È sorprendente notare l’armonia esistente tra gli scritti del Beato Palau e gli insegnamenti del Magistero Ecclesiastico. Infatti, riconoscendo la Madonna come «figura ed eccellentissimo modello»4 della Sposa mistica di Cristo, il Concilio Vaticano II afferma: «Nel mistero della Chiesa, la quale pure è giustamente chiamata madre e vergine, la Beata Vergine Maria occupa il primo posto, presentandosi in modo eminente e singolare quale Vergine e Madre».5
Solo Maria può rappresentare alla perfezione la Chiesa santa, perché è l’opera più perfetta della sapienza e dell’onnipotenza di Dio
A sua volta, il Catechismo della Chiesa Cattolica6 ricorda che la Madre di Dio rappresenta la Chiesa non solo in ciò che è, ma anche in ciò che sarà; in altre parole, riconosce che il Corpo Mistico di Nostro Signore, con una continua crescita in grazia e santità, raggiungerà la sua pienezza quando assomiglierà pienamente all’Immacolata.
In questo senso, facendo nostro l’ardente desiderio del Beato Palau per la glorificazione della Chiesa, dobbiamo chiederci: quando l’umanità avrà la fortuna di contemplare, nella Sposa Mistica di Cristo, la fisionomia della Madre di Dio?
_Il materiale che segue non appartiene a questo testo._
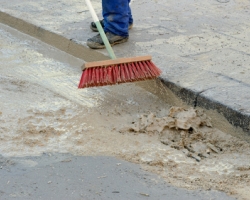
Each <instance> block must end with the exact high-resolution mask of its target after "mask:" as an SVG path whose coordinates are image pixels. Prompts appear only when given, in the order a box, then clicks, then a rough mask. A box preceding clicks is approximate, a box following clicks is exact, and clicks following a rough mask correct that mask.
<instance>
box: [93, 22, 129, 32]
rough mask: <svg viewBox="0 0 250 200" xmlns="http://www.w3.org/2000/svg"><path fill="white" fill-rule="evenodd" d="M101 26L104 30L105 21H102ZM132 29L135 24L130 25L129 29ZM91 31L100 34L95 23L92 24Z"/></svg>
mask: <svg viewBox="0 0 250 200" xmlns="http://www.w3.org/2000/svg"><path fill="white" fill-rule="evenodd" d="M100 24H101V25H102V28H104V19H102V20H100ZM132 27H133V24H129V27H128V29H131V28H132ZM90 29H91V30H92V31H94V32H98V29H97V27H96V25H95V22H91V23H90Z"/></svg>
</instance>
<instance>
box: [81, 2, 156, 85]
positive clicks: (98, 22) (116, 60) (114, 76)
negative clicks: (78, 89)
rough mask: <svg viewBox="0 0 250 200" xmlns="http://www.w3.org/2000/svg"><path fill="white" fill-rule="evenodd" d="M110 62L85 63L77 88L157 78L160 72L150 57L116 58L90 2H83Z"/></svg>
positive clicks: (116, 83) (95, 62)
mask: <svg viewBox="0 0 250 200" xmlns="http://www.w3.org/2000/svg"><path fill="white" fill-rule="evenodd" d="M85 1H86V4H87V6H88V8H89V10H90V13H91V15H92V18H93V20H94V23H95V24H96V27H97V29H98V31H99V33H100V35H101V38H102V40H103V42H104V45H105V47H106V49H107V51H108V54H109V57H110V58H111V60H104V61H97V62H87V63H85V64H84V66H83V67H84V69H83V72H82V76H81V79H80V83H79V85H78V88H87V87H97V86H105V85H114V84H120V83H126V82H134V81H142V80H148V79H154V78H157V77H158V76H159V75H160V73H161V70H160V69H159V68H157V67H156V66H155V65H154V63H153V62H152V61H151V60H152V57H151V56H138V57H130V58H116V56H115V54H114V51H113V49H112V48H111V45H110V43H109V41H108V39H107V37H106V34H105V33H104V31H103V28H102V26H101V24H100V21H99V19H98V17H97V15H96V13H95V11H94V9H93V6H92V4H91V2H90V0H85Z"/></svg>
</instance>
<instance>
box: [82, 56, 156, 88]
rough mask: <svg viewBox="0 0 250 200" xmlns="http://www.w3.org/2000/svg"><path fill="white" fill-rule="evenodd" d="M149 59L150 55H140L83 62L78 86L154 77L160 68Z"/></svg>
mask: <svg viewBox="0 0 250 200" xmlns="http://www.w3.org/2000/svg"><path fill="white" fill-rule="evenodd" d="M151 59H152V57H151V56H140V57H132V58H119V59H114V60H105V61H98V62H88V63H85V64H84V66H83V67H84V69H83V73H82V77H81V80H80V83H79V85H78V88H86V87H98V86H105V85H114V84H120V83H126V82H134V81H142V80H148V79H154V78H156V77H158V76H159V75H160V73H161V70H160V69H159V68H157V67H156V66H155V65H154V63H153V62H152V61H151Z"/></svg>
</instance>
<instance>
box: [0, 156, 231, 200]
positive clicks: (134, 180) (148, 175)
mask: <svg viewBox="0 0 250 200" xmlns="http://www.w3.org/2000/svg"><path fill="white" fill-rule="evenodd" d="M3 163H4V164H5V165H4V166H1V171H0V175H1V186H0V198H1V199H2V200H4V199H55V200H57V199H84V200H88V199H89V200H93V199H121V200H125V199H138V200H139V199H154V200H161V199H162V200H163V199H175V200H184V199H188V200H189V199H190V200H196V199H197V200H200V199H203V200H210V199H216V200H233V199H234V198H231V197H228V196H226V195H225V194H224V193H222V192H217V191H202V190H198V191H188V190H184V189H178V188H175V187H172V186H171V185H169V184H167V183H166V182H165V181H164V180H162V179H161V178H159V177H157V176H156V175H153V174H151V173H148V172H145V171H143V170H141V169H140V167H139V166H138V165H135V164H131V163H128V162H125V161H122V160H119V159H116V158H112V157H103V156H99V157H98V156H97V157H89V156H86V157H80V156H73V155H70V154H43V155H42V156H39V157H23V158H11V159H6V158H3V157H0V164H1V165H3ZM13 175H14V176H13Z"/></svg>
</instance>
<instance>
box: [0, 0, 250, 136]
mask: <svg viewBox="0 0 250 200" xmlns="http://www.w3.org/2000/svg"><path fill="white" fill-rule="evenodd" d="M93 5H94V8H95V9H96V11H97V13H98V14H99V17H100V13H101V3H100V2H99V1H96V0H94V1H93ZM131 7H132V11H133V16H134V21H135V22H134V27H133V29H132V30H131V31H130V39H129V42H128V43H126V44H121V45H118V46H115V47H114V50H115V52H116V55H117V57H126V56H128V57H130V56H136V55H148V54H149V55H152V56H153V61H154V62H155V64H156V65H157V66H158V67H159V68H161V69H162V70H163V73H162V76H161V79H162V80H164V82H165V84H166V85H167V86H168V87H169V88H170V89H171V90H172V91H174V92H175V93H176V94H177V95H178V96H179V97H180V98H182V99H184V101H186V102H188V103H189V104H191V105H194V106H199V107H203V108H206V109H212V110H216V111H217V112H218V113H221V114H222V115H224V116H225V117H226V118H227V120H228V121H229V122H230V123H231V124H233V125H235V126H239V127H241V128H243V129H244V130H245V131H246V132H249V129H250V128H249V126H250V117H249V116H250V103H249V99H250V96H249V94H250V92H249V91H250V82H249V80H250V78H249V70H250V65H249V63H250V62H249V61H250V57H249V55H250V47H249V44H250V43H249V42H250V38H249V37H250V36H249V29H250V28H249V27H250V24H249V21H250V20H249V18H250V17H249V13H248V12H249V7H250V4H249V2H248V1H244V0H234V1H233V0H231V1H217V0H213V1H202V2H200V1H197V0H192V1H186V0H181V1H178V2H176V1H174V0H172V1H168V2H165V1H163V0H157V1H146V0H144V1H133V2H132V6H131ZM142 11H143V12H142ZM0 21H1V22H2V23H5V24H8V25H10V26H13V27H15V28H17V29H19V30H21V31H23V32H25V33H27V34H30V35H32V36H35V37H37V38H39V39H41V40H43V41H45V42H47V43H49V44H51V45H53V46H56V47H57V48H60V49H62V50H64V51H66V52H68V53H71V54H73V55H74V56H76V57H80V58H82V59H84V60H85V61H92V60H102V59H107V57H106V56H103V55H107V53H106V51H105V50H101V51H98V52H97V51H91V50H89V49H88V48H87V47H86V40H87V39H88V38H89V37H92V36H93V35H95V33H93V32H91V30H90V29H89V24H90V22H91V21H92V19H91V16H90V14H89V12H88V9H87V7H86V5H85V3H84V2H82V1H79V0H74V1H70V2H68V1H65V0H60V1H56V2H49V1H46V0H38V1H36V2H31V1H28V0H24V1H21V0H14V1H11V2H10V1H7V0H1V1H0Z"/></svg>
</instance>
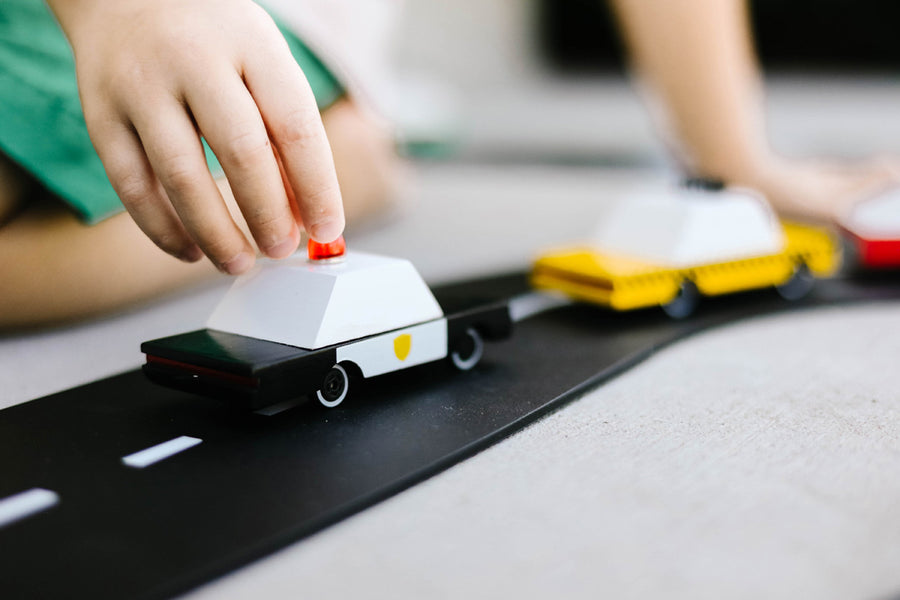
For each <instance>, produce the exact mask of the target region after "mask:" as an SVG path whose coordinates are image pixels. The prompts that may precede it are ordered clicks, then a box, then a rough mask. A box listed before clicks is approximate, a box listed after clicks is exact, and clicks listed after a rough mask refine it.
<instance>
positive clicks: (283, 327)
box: [207, 252, 443, 349]
mask: <svg viewBox="0 0 900 600" xmlns="http://www.w3.org/2000/svg"><path fill="white" fill-rule="evenodd" d="M442 316H443V311H442V310H441V307H440V305H439V304H438V303H437V301H436V300H435V298H434V295H433V294H432V293H431V290H430V289H429V288H428V286H427V285H426V284H425V282H424V281H423V280H422V278H421V277H420V276H419V273H418V272H417V271H416V269H415V267H414V266H413V265H412V263H410V262H409V261H408V260H404V259H399V258H389V257H385V256H377V255H374V254H364V253H360V252H348V253H347V254H346V256H345V257H344V259H343V260H342V261H340V262H333V263H330V262H324V263H323V262H315V263H314V262H312V261H309V260H307V259H306V257H303V256H299V255H298V256H294V257H291V258H288V259H285V260H279V261H272V260H260V261H259V263H258V264H257V265H256V266H255V267H254V268H253V269H252V270H251V271H249V272H248V273H246V274H245V275H241V276H240V277H238V279H237V281H235V282H234V284H233V285H232V287H231V289H230V290H229V291H228V292H227V294H226V295H225V297H224V298H223V299H222V301H221V302H220V303H219V305H218V306H217V307H216V309H215V311H213V314H212V316H211V317H210V318H209V321H208V322H207V327H208V328H210V329H217V330H219V331H226V332H228V333H236V334H240V335H245V336H249V337H254V338H259V339H263V340H268V341H272V342H279V343H282V344H290V345H292V346H298V347H300V348H308V349H315V348H322V347H324V346H329V345H332V344H339V343H342V342H346V341H349V340H352V339H356V338H360V337H365V336H367V335H373V334H376V333H382V332H385V331H390V330H392V329H398V328H400V327H406V326H409V325H414V324H416V323H422V322H425V321H430V320H432V319H437V318H440V317H442Z"/></svg>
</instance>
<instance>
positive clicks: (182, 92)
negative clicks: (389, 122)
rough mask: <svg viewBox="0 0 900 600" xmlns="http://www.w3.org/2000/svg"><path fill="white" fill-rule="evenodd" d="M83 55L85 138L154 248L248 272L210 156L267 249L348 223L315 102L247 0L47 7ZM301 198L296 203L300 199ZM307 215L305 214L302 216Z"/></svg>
mask: <svg viewBox="0 0 900 600" xmlns="http://www.w3.org/2000/svg"><path fill="white" fill-rule="evenodd" d="M49 4H50V6H51V8H52V9H53V10H54V12H55V13H56V15H57V18H58V19H59V21H60V23H61V25H62V27H63V29H64V30H65V32H66V34H67V36H68V38H69V40H70V42H71V44H72V47H73V49H74V52H75V60H76V66H77V71H78V82H79V89H80V94H81V100H82V104H83V107H84V114H85V120H86V122H87V126H88V131H89V132H90V135H91V139H92V140H93V142H94V146H95V147H96V149H97V153H98V154H99V155H100V158H101V160H102V161H103V164H104V166H105V167H106V171H107V174H108V175H109V179H110V181H111V182H112V185H113V187H114V188H115V190H116V192H117V193H118V194H119V197H120V198H121V199H122V203H123V204H124V205H125V207H126V208H127V209H128V212H129V213H130V214H131V216H132V217H133V218H134V220H135V221H136V222H137V224H138V225H139V226H140V228H141V229H142V230H143V231H144V233H146V234H147V235H148V236H149V237H150V238H151V239H152V240H153V241H154V242H155V243H156V245H158V246H159V247H160V248H162V249H163V250H165V251H166V252H168V253H170V254H172V255H174V256H177V257H179V258H181V259H184V260H189V261H193V260H197V259H199V258H200V257H201V251H202V252H203V253H205V254H206V255H207V256H208V257H209V258H210V259H211V260H212V261H213V263H215V264H216V266H218V267H219V269H221V270H223V271H225V272H228V273H232V274H236V273H240V272H243V271H245V270H247V269H248V268H249V267H250V266H251V265H252V264H253V257H254V251H253V247H252V246H251V244H250V242H249V241H248V240H247V238H246V237H245V236H244V235H243V234H242V233H241V230H240V229H239V228H238V226H237V225H236V224H235V222H234V221H233V220H232V218H231V216H230V214H229V211H228V209H227V207H226V205H225V203H224V201H223V200H222V196H221V194H220V193H219V191H218V189H217V187H216V184H215V182H214V180H213V178H212V176H211V175H210V173H209V171H208V169H207V167H206V162H205V159H204V156H203V149H202V146H201V142H200V136H203V138H205V139H206V141H207V142H208V143H209V145H210V147H211V148H212V150H213V152H215V154H216V156H217V157H218V158H219V161H220V163H221V164H222V167H223V168H224V170H225V175H226V177H227V178H228V181H229V183H230V185H231V188H232V191H233V192H234V196H235V198H236V200H237V204H238V206H239V207H240V210H241V212H242V213H243V216H244V218H245V219H246V221H247V224H248V226H249V229H250V231H251V233H252V235H253V238H254V239H255V241H256V243H257V245H258V247H259V248H260V250H261V251H262V252H263V253H265V254H267V255H268V256H271V257H274V258H280V257H284V256H287V255H289V254H291V253H292V252H293V251H294V250H295V249H296V247H297V245H298V243H299V240H300V233H299V229H298V222H299V223H301V224H302V225H303V226H304V227H305V228H306V230H307V231H308V232H309V234H310V235H311V236H312V237H313V238H315V239H316V240H317V241H321V242H330V241H332V240H334V239H335V238H336V237H337V236H338V235H340V233H341V231H342V230H343V227H344V215H343V209H342V207H341V194H340V190H339V188H338V182H337V176H336V174H335V170H334V163H333V159H332V156H331V149H330V147H329V144H328V140H327V139H326V137H325V130H324V128H323V127H322V122H321V119H320V117H319V112H318V110H317V108H316V103H315V98H314V97H313V94H312V91H311V90H310V88H309V85H308V84H307V82H306V79H305V78H304V77H303V73H302V72H301V71H300V69H299V67H298V66H297V64H296V63H295V62H294V59H293V57H292V56H291V54H290V51H289V50H288V48H287V45H286V43H285V42H284V39H283V38H282V36H281V34H280V32H279V31H278V29H277V27H276V26H275V24H274V23H273V22H272V20H271V19H270V18H269V16H268V15H267V14H266V13H265V12H264V11H263V10H262V9H261V8H259V7H258V6H257V5H256V4H254V3H252V2H250V1H249V0H51V1H50V2H49ZM294 198H296V202H294ZM298 211H299V214H298Z"/></svg>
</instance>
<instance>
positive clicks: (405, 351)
mask: <svg viewBox="0 0 900 600" xmlns="http://www.w3.org/2000/svg"><path fill="white" fill-rule="evenodd" d="M411 347H412V336H411V335H409V334H408V333H404V334H403V335H398V336H397V337H395V338H394V354H396V355H397V358H399V359H400V360H406V357H407V356H409V349H410V348H411Z"/></svg>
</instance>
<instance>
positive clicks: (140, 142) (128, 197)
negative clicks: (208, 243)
mask: <svg viewBox="0 0 900 600" xmlns="http://www.w3.org/2000/svg"><path fill="white" fill-rule="evenodd" d="M103 114H104V119H103V120H100V121H99V122H98V121H96V120H95V121H93V122H91V124H92V128H91V129H92V134H93V136H94V140H95V145H96V147H97V153H98V154H99V156H100V159H101V160H102V161H103V165H104V167H105V168H106V174H107V177H108V178H109V181H110V183H111V184H112V186H113V189H114V190H115V191H116V194H118V196H119V199H120V200H121V201H122V204H123V205H124V206H125V208H126V210H128V213H129V214H130V215H131V217H132V218H133V219H134V221H135V223H137V225H138V226H139V227H140V228H141V230H142V231H143V232H144V233H145V234H146V235H147V237H149V238H150V239H151V240H153V243H155V244H156V245H157V246H159V248H161V249H162V250H163V251H165V252H167V253H168V254H171V255H172V256H175V257H177V258H180V259H181V260H184V261H188V262H194V261H196V260H199V259H200V258H201V257H202V256H203V253H202V252H201V251H200V248H198V247H197V244H195V243H194V240H193V239H191V236H190V235H189V234H188V232H187V231H186V230H185V228H184V227H183V226H182V224H181V219H179V218H178V215H177V214H176V213H175V209H174V208H172V204H171V203H170V202H169V199H168V197H167V196H166V193H165V190H164V189H163V187H162V185H160V183H159V180H158V179H157V178H156V175H155V174H154V173H153V169H152V168H151V166H150V163H149V162H148V160H147V157H146V155H145V154H144V148H143V147H142V146H141V142H140V140H139V139H138V137H137V135H136V134H135V133H134V131H133V130H132V129H131V127H130V126H129V125H127V124H125V123H122V122H121V121H119V120H116V119H113V118H110V117H109V115H112V114H113V111H112V110H104V111H103ZM89 122H90V119H89Z"/></svg>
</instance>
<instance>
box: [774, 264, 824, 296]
mask: <svg viewBox="0 0 900 600" xmlns="http://www.w3.org/2000/svg"><path fill="white" fill-rule="evenodd" d="M815 284H816V277H815V275H813V274H812V273H810V271H809V267H807V266H806V264H805V263H802V262H801V263H797V264H796V265H794V272H793V273H792V274H791V278H790V279H788V280H787V281H785V282H784V283H782V284H781V285H778V286H775V289H776V290H778V293H779V294H781V297H782V298H784V299H785V300H799V299H800V298H803V297H804V296H806V295H807V294H809V293H810V292H811V291H812V289H813V287H814V286H815Z"/></svg>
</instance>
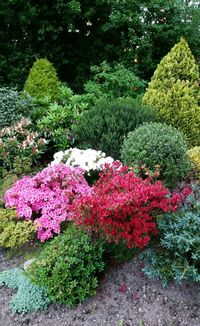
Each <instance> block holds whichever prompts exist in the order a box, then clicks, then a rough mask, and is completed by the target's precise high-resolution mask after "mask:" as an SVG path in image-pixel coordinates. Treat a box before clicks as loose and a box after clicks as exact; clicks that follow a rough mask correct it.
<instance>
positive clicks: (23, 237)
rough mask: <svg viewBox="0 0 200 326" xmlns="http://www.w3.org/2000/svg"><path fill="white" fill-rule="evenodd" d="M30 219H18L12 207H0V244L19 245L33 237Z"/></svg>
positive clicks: (34, 227)
mask: <svg viewBox="0 0 200 326" xmlns="http://www.w3.org/2000/svg"><path fill="white" fill-rule="evenodd" d="M35 231H36V228H35V226H34V225H33V222H32V221H20V220H19V219H18V218H17V215H16V211H15V210H13V209H4V208H0V246H2V247H6V248H14V247H19V246H21V245H23V244H25V243H27V242H28V241H29V240H30V239H31V238H33V237H34V234H35Z"/></svg>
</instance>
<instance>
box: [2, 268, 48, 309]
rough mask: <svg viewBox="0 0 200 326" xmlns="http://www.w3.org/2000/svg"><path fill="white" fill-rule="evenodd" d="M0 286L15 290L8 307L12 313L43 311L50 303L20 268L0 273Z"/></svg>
mask: <svg viewBox="0 0 200 326" xmlns="http://www.w3.org/2000/svg"><path fill="white" fill-rule="evenodd" d="M0 286H6V287H8V288H11V289H17V293H16V294H15V295H14V296H13V298H12V300H11V303H10V306H11V310H12V312H13V313H23V314H24V313H29V312H33V311H38V310H44V309H46V308H47V306H48V305H49V304H50V303H51V301H50V299H49V298H48V296H47V293H46V290H45V289H44V288H41V287H39V286H38V285H35V284H33V283H32V282H31V281H30V280H29V279H28V277H26V276H25V275H24V274H23V270H21V269H20V268H14V269H11V270H6V271H3V272H1V273H0Z"/></svg>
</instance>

San Luigi Maria Grignion de Montfort profetizza un’epoca in cui «le anime respireranno Maria come i corpi respirano l’aria».7 Senza dubbio, quando questo accadrà, potremo riferirci alla Chiesa non solo come una, santa, cattolica e apostolica, ma anche come mariana. Sarà allora il grande «nunc dimittis» delle anime fedeli: «Ora puoi chiudere la Storia, Signore, perché tutte le glorie della tua Sposa si sono pienamente manifestate!». ◊
Note
1 SAN TOMMASO D’AQUINO. Somma teologica. III, q.48, a.2, ad.1.
2 BEATO FRANCESCO PALAU Y QUER. Mis relaciones con la Iglesia. In: Obras selectas. Burgos: Monte Carmelo, 1988, p.350.
3 I fatti raccontati di seguito, così come i dialoghi riprodotti, sono tratti dall’opera Mis relaciones con la Iglesia, citata precedentemente.
4 CONCILIO VATICANO II. Lumen gentium, n. 53.
5 Idem, n.63.
6 Cfr. CCC 972.
7 SAN LUIGI MARIA GRIGNION DE MONTFORT. Traité de la vraie dévotion à la Sainte Vierge, n.217. In: Œuvres Complètes. Paris: Du Seuil, 1966, p.634.